The Miami Grand Prix Track Is Designed to Thrill Formula 1 Fans
Published May 7 2022, 11:57 a.m. ET
As Formula 1 racers gear up for the inaugural 2022 Miami Grand Prix tomorrow, Sunday, May 8, racing fans have questions about the new Miami International Autodrome. Namely, is the Miami F1 track permanent?
The answer is yes… and no! The track surface is “a temporary circuit, but one designed to have a permanent feel,” according to Formula 1’s website. Some elements, including the track surface, will stay in place for next year’s race. Other elements, meanwhile, will make way for football fans. Read on…
The Autodrome’s track and infrastructure is permanent — everything else can be removed.
After landing the Grand Prix race in April 2021, organizers in Miami worked to transform the Miami Dolphins’ Hard Rock Stadium into a Formula 1 venue. A major challenge was that the nine-month construction project had to run concurrent with Dolphins and University of Miami football games, the Orange Bowl semifinal, the Miami Open, and other events, as USA Today reports.
Developers considered 36 layouts before settling on the 5.41-kilometer layout that now wends it way through the stadium campus. The track — made of asphalt, limestone, and granite — is permanent. At other times of the year, sections of this “hybrid” track will be used for the Florida Turnpike and for concert and football game parking, according to MotorTrend.
The race tower, pit garages, and underground infrastructure are also permanent, ready for next year’s Grand Prix, according to USA Today.
Everything else, though, can be removed after Sunday’s race, including the 2,870 Geobrugg blocks that provide concrete barriers along the track.
The Miami track is a “street-track spectacular.”
Formula 1 calls the Miami International Autodrome track “a thrilling, 19-turn lap” and a “street-track spectacular” that is similar to Albert Park in Melbourne, Australia, the site of the Australian Grand Prix. The Miami layout boasts 19 corners, three straightaways, three drag reduction zones, and multiple elevation changes — including an overpasses and underpasses.
The track starts next to Hard Rock Stadium and then passes the Dolphins’ practice facility and the MIA Marina and Yacht club, which has yachts perched on a plywood platform designed to look like Biscayne Bay waters. Next up are segments that run under a gondola system and next to the Hard Rock Beach Club, which features swimming pools and cabanas and a concert stage for Grand Prix performers like Maluma and Post Malone.

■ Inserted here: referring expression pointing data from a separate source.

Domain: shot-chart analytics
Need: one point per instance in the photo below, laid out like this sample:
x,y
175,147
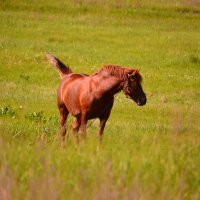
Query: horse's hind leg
x,y
75,128
63,120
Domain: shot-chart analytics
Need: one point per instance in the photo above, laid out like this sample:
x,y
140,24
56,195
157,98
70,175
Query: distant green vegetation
x,y
150,152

And the most challenging segment passes under the Florida Turnpike.
Organizers estimate drivers will hit a top speed of 320 kilometers per hour — close to 200 miles per hour — as they navigate 57 laps for a total race distance of 308.3 kilometers, or 191.6 miles.
And organizers anticipate that the F1 race will bring in hundreds of millions of dollars to Miami as racing fans head to the Sunshine State for the city’s inaugural Grand Prix.

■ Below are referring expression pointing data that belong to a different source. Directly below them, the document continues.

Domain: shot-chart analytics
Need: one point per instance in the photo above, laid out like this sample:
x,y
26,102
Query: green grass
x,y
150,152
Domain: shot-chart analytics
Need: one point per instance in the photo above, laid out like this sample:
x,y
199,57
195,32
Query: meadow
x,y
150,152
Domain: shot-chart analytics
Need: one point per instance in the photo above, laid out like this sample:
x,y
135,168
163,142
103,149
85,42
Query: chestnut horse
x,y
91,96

“It’s a big, brave thing to do to start something so big that it makes the Super Bowl look tiny,” Apex Circuit Design owner Clive Bowen, lead designer of the Miami track, told USA Today. “[The] Super Bowl is America’s biggest sporting event, and it’s contained within a stadium. Every single square inch of this property here has an activation on it. And wherever you look, there’s something to entertain.”